Why Kasich Flopped
He has no one to blame but himself for his failure to snap up foreign-policy moderates.
One of the surprising things about the primary election cycle is that neither Trump nor Sanders were punished at all by voters for challenging the bipartisan hawkish consensus which now governs Washington. In Kasich’s bid to be the reasonable guy in the room, he ignored foreign policy, or actually showed himself to be just as ready to strike belligerent poses as Ted Cruz, Marco Rubio, and Lindsey Graham. Given the chance to be “defiant left of center,” he passed.
.. Kasich was asked who seemed like an exemplary secretary of state who might guide his thinking. He mentioned Jim Baker. I thought this might have been simply the reflex of a tired candidate coming out with the name of the secretary of state he actually knew; and that Kasich was somehow unaware that Baker was a kind of demon figure for the neoconservatives for trying to push Israel towards peace with the Palestinians. But no, it seemed the remark was fairly intentional.

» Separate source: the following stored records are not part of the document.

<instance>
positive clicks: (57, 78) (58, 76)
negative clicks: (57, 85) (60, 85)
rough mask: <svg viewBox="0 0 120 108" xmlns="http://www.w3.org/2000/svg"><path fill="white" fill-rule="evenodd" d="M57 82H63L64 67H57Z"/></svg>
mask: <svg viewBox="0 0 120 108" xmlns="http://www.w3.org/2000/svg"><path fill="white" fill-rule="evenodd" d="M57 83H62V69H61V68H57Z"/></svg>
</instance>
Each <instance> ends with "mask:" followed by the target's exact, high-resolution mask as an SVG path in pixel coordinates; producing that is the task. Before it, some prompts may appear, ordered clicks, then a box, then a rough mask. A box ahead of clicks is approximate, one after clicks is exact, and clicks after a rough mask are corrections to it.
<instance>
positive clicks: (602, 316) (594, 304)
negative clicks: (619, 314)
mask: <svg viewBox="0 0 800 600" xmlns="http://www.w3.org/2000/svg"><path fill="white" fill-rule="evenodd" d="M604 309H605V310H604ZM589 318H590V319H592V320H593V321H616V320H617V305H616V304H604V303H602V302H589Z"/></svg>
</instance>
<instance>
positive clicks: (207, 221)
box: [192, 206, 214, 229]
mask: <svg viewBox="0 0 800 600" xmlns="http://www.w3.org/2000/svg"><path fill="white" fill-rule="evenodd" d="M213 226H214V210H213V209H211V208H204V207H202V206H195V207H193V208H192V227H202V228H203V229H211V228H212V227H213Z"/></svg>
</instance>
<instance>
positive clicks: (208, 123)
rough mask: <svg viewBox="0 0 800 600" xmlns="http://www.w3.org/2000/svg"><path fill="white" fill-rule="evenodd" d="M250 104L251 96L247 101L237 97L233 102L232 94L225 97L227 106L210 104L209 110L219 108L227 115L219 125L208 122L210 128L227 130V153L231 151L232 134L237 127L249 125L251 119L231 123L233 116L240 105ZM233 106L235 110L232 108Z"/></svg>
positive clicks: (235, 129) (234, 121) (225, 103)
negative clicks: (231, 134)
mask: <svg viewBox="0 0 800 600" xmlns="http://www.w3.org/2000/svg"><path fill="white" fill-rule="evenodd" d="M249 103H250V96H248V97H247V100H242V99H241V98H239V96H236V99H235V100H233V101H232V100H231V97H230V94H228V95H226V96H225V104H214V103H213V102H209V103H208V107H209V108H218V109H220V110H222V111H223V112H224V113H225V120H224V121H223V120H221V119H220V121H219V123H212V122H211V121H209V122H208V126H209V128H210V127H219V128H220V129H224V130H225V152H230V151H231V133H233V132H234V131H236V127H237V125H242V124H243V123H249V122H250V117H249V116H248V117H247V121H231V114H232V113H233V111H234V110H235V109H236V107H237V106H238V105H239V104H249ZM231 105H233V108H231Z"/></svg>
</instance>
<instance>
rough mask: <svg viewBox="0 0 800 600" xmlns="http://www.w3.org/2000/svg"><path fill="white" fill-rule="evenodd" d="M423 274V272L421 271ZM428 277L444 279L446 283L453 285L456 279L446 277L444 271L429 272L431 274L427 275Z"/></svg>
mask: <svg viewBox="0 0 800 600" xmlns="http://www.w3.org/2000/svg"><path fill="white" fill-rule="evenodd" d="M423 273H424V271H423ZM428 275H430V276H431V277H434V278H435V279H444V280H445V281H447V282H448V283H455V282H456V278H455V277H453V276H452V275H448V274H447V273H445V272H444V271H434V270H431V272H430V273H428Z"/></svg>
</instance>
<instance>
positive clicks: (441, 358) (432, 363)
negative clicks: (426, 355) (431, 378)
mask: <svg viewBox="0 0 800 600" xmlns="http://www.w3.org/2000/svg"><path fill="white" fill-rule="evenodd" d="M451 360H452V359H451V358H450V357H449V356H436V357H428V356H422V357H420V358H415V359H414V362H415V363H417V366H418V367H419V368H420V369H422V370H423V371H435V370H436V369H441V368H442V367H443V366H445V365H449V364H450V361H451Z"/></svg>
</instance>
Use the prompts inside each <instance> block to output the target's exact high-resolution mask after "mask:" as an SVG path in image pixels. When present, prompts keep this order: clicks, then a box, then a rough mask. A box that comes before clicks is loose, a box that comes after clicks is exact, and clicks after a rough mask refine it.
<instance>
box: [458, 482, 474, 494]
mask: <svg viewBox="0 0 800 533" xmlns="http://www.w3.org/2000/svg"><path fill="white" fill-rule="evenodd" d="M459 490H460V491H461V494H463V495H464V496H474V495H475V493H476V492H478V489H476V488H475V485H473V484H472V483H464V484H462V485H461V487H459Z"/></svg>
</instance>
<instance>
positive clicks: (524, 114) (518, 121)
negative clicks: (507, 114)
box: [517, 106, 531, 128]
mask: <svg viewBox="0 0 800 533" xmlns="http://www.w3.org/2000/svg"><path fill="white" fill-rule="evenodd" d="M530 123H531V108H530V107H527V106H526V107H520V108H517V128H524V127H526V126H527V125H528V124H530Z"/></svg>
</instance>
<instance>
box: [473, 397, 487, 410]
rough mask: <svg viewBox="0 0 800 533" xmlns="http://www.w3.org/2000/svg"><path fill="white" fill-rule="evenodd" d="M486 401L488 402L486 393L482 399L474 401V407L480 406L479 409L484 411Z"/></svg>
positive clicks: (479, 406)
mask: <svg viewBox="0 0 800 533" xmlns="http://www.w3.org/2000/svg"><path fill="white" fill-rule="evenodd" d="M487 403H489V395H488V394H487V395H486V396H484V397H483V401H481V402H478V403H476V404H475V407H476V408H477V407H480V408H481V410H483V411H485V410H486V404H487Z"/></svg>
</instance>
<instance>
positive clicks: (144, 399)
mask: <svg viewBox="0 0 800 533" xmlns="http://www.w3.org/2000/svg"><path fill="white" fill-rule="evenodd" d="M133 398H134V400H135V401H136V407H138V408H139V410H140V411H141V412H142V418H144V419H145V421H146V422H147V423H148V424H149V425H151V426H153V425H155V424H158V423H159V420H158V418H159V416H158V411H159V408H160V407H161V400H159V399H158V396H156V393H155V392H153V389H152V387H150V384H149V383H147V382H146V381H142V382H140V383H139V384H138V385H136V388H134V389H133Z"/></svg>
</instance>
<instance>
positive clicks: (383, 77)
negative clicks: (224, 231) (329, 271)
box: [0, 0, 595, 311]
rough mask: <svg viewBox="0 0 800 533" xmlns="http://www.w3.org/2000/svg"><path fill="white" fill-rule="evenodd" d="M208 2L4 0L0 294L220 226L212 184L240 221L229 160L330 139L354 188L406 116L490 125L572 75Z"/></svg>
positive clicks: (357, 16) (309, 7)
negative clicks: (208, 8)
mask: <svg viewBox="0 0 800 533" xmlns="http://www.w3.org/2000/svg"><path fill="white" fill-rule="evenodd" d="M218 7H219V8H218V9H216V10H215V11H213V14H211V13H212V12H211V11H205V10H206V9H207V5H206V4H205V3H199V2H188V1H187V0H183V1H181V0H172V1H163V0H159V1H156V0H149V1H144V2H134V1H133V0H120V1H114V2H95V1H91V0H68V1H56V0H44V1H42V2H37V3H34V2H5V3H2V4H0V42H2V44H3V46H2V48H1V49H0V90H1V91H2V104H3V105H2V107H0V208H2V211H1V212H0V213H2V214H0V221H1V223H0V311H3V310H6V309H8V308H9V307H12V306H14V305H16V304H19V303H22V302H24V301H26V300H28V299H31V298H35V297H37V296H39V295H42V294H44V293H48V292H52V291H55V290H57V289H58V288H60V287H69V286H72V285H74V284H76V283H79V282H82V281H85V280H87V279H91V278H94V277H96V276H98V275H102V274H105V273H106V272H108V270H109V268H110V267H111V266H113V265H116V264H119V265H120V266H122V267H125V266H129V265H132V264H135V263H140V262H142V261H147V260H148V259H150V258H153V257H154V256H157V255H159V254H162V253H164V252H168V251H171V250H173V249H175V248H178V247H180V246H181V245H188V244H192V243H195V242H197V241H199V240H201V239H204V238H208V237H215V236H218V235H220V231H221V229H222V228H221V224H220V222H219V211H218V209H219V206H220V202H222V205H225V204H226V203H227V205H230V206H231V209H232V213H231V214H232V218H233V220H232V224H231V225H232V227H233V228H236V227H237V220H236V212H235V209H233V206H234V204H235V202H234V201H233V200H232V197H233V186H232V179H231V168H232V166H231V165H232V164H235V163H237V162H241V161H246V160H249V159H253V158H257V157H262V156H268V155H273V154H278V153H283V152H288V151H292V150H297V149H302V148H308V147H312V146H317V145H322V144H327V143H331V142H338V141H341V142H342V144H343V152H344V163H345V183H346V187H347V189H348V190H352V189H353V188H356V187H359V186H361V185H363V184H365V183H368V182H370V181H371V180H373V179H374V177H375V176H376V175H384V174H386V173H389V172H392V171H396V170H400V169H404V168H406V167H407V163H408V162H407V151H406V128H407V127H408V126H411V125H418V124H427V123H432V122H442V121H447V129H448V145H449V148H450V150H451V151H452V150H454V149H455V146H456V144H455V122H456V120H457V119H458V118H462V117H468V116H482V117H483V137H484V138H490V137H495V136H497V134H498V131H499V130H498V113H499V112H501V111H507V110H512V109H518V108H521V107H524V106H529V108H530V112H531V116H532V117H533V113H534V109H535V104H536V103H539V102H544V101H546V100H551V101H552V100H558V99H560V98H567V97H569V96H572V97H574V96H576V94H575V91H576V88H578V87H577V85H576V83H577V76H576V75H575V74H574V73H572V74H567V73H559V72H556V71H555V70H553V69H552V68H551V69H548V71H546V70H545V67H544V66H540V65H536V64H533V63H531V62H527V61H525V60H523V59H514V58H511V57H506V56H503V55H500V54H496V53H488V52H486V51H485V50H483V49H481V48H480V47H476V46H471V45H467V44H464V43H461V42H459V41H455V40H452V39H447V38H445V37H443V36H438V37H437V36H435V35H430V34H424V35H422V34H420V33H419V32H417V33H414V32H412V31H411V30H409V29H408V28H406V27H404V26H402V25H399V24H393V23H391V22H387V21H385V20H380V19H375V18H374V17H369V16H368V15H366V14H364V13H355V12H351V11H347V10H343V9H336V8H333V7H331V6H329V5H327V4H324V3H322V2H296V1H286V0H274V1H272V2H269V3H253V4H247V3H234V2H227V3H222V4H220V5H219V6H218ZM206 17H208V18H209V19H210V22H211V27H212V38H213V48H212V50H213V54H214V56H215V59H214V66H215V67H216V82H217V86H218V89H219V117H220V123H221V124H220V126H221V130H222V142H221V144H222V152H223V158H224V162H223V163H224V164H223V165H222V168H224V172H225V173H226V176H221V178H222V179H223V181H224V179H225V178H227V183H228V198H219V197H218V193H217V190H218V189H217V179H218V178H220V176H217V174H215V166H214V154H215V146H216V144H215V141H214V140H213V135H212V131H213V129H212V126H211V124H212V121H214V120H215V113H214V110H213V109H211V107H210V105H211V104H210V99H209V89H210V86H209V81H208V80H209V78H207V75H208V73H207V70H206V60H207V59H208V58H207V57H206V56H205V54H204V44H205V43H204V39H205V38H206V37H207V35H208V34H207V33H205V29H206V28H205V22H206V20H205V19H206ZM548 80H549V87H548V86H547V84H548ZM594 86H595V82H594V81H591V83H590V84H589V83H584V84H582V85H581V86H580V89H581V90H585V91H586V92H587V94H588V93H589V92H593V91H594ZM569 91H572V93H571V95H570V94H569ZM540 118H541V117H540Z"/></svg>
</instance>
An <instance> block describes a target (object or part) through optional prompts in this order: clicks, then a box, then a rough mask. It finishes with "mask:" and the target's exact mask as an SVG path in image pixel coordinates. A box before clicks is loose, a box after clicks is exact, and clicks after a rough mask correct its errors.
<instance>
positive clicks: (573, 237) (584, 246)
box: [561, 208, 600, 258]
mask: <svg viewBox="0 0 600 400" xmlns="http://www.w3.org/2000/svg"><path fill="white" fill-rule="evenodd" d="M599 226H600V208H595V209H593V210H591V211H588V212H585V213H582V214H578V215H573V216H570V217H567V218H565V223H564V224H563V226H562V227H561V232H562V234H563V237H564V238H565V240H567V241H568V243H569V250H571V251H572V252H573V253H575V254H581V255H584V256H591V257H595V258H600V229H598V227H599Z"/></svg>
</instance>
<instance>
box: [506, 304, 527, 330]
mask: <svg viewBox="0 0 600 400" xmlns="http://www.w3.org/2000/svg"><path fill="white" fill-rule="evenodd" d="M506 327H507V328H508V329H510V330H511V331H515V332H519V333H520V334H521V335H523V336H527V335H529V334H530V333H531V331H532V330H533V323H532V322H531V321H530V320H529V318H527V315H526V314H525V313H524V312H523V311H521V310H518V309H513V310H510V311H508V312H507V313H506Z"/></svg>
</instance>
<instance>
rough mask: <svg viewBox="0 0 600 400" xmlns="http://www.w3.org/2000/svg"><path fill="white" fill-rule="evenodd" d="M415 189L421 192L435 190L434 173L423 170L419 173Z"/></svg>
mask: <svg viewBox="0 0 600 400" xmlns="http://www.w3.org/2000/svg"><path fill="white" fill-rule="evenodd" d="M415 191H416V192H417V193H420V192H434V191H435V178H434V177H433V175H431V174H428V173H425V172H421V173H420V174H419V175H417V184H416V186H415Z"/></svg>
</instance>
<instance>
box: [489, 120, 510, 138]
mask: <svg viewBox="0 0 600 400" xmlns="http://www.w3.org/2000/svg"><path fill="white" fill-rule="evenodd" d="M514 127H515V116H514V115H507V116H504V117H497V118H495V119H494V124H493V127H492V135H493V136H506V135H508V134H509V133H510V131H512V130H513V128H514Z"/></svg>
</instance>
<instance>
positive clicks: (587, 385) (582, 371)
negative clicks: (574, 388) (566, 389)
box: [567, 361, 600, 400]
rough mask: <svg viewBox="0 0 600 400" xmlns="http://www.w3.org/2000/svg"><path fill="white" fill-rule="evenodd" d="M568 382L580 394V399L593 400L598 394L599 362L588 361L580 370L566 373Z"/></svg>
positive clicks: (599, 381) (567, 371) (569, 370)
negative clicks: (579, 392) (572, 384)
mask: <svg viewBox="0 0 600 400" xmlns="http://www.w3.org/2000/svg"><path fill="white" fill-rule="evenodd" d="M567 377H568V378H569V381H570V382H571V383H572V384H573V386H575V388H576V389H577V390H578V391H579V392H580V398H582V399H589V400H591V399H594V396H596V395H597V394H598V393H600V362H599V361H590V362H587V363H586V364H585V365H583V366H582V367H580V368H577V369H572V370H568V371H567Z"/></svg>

.. I hoped that the remark might arise later in the campaign—perhaps become a vehicle for a Kasich defense of George H.W. Bush’s “realist” foreign policy, and show Kasich in healthy contrast to Graham, Cruz, and Rubio who spout only neocon-approved positions.
.. But Kasich didn’t see it that way. Instead, on the debate stage, surprising belligerence came from Kasich: “punch Putin in the nose” and “arm the Ukrainians” were his most notable utterances. In other words, risk war with Russia over Ukraine. One wonders what Baker would have thought of this.